The Jasmine Revolution in China has yet to flower, but it seems clear that the roots have been planted.

Post a Comment 7 Comments

  • Posted by Evan Kornbluh

    Dr. Economy,

    I was thrilled for the chance to hear you speak at the hearing last Friday. I was particularly struck by your assessment that the Chinese government has been uniquely adept at identifying potential “centers” of organization around which dissatisfied citizens gather and stamping them out early. This prevents small, localized centers of unrest in different areas from connecting with one another and forming a broader movement.

    In a panel last year at the Brookings Institute on the role of the Internet in US-China relations, Center for Intelligence Research and Analysis Defense Group Director James Mulvenon similarly argued that the government has exceeded the expectations of many in its ability to adapt to new technologies and use them to monitor and limit internet protests. The scale of the Chinese government’s suppressive efforts, as well as its surprising flexibility, seems to me to differ sharply from conditions in Egypt and Tunisia, where vibrant online dissent communities were allowed to grow unchecked.

    Do you believe, then, that despite all of these additional obstacles to resistance in China, that it’s just a matter of time before the forces of dissent overwhelm the massive security apparatus?

    Evan Kornbluh

  • Posted by bill

    I disagree. China is a long way from the MIddle East, as I argue here:
    Will Unrest In Egypt Strengthen The Chinese Government? | Sinocism http://t.co/MUrGMU7

  • Posted by miriam

    I do agree with “Protests will continue and likely only expand as more people enter the middle class with greater expectations of a political voice and greater access to communication through the Internet”.

    The stongest point is the emerging middle-classes in Egypt,Tunisia,Lybia etc. and IT the empowering factor, the latter filling the gap of non-existent “civil society”.

  • Posted by justrecently

    Predictions about China have a history of being wrong – in 1989, there were similar narratives that China was going to liberate itself, soon.

    But there are parallels in how we deal with tyranny. They are buddies so long as they have “business” to offer, and tyrants, once they are being kicked out by their people.

  • Posted by Eduard P.

    This is a very valid opinion – China could end up like the USSR, while it may have economic freedoms, there still is social tension on the scale unseen to a Westerner, like it’s been mentioned in the article tens of thousands of protests go unreported.

    Middle East could be the straw that breaks the back of this unsustainable conglomerate of forces; oil at $200 does all sort of magic around the world…

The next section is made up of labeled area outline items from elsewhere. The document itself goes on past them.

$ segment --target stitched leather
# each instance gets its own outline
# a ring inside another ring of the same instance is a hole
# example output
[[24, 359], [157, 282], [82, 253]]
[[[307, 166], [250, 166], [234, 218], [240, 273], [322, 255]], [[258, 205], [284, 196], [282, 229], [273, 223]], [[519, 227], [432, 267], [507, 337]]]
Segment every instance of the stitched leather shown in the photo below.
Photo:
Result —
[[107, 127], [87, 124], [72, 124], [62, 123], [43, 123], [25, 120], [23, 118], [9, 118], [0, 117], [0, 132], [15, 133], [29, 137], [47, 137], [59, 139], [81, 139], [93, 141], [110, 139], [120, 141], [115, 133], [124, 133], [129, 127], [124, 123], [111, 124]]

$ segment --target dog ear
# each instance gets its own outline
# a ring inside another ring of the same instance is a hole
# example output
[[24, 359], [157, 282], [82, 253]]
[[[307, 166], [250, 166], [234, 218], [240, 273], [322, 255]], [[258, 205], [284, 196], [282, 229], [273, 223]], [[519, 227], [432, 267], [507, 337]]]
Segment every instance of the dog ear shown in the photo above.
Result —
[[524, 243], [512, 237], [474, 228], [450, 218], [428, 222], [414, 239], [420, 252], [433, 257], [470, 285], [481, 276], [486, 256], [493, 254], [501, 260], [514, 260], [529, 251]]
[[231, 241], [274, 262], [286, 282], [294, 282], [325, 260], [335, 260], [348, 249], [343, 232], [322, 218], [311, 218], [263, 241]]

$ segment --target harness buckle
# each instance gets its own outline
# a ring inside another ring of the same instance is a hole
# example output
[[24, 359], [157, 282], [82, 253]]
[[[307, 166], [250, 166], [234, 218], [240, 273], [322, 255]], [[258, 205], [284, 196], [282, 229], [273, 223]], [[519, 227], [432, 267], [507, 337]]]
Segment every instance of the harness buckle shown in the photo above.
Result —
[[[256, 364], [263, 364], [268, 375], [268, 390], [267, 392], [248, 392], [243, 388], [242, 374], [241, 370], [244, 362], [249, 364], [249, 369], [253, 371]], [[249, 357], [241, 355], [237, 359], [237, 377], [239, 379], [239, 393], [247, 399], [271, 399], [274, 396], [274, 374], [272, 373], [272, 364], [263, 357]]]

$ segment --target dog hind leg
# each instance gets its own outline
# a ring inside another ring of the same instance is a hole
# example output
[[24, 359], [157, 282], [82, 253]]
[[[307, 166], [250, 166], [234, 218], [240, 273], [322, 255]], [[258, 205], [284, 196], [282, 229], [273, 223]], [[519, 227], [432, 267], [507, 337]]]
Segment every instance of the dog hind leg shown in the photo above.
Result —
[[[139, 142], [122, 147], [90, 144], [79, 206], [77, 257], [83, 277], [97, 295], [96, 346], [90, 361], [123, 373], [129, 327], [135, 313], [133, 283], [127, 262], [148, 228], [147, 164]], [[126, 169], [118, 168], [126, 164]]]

    Greetings from Lithuania,

    Best Regards :)

  • Posted by Elizabeth Economy

    Thank you for all the additional thoughts. Let me respond simply by saying, as a former student of the Soviet Union, we should never say never. The CCP has certainly proved extremely adept at harrassing, detaining, tracking and imprisoning anyone it deems remotely threatening. The costs of doing so, however, are increasing dramatically. There are reputational damages, legitimacy costs, and the actual pricetag for maintaining such domestic security is now reportedly approaching the number spent on China’s external defense. If this does not indicate a system in need of serious overhaul, you only have to listen to the leaders, themselves, talk about instability. Truth be told, my hope is not that the people overwhelm the public security forces but rather that some post-2012 Chinese leaders realize the gains from political reform will overwhelmingly outweigh any short term pain. I don’t think that that is impossible.

  • Posted by Mark Tully

    Unless I’m mistaken, the Chinese have a long tradition of petitioning their government. There are plenty of protests in western countries and it’s not usually interpreted as a sign of governmental weakness. Couldn’t this be a sign of continued faith that the Chinese government can respond to citizens’ needs?

    It seems to me like China won’t turn into an Egypt-like situation because the middle class can advance materially. Wealth still seems to serve a social purpose in China, young people still believe somewhat that they have something at stake in Chinese society.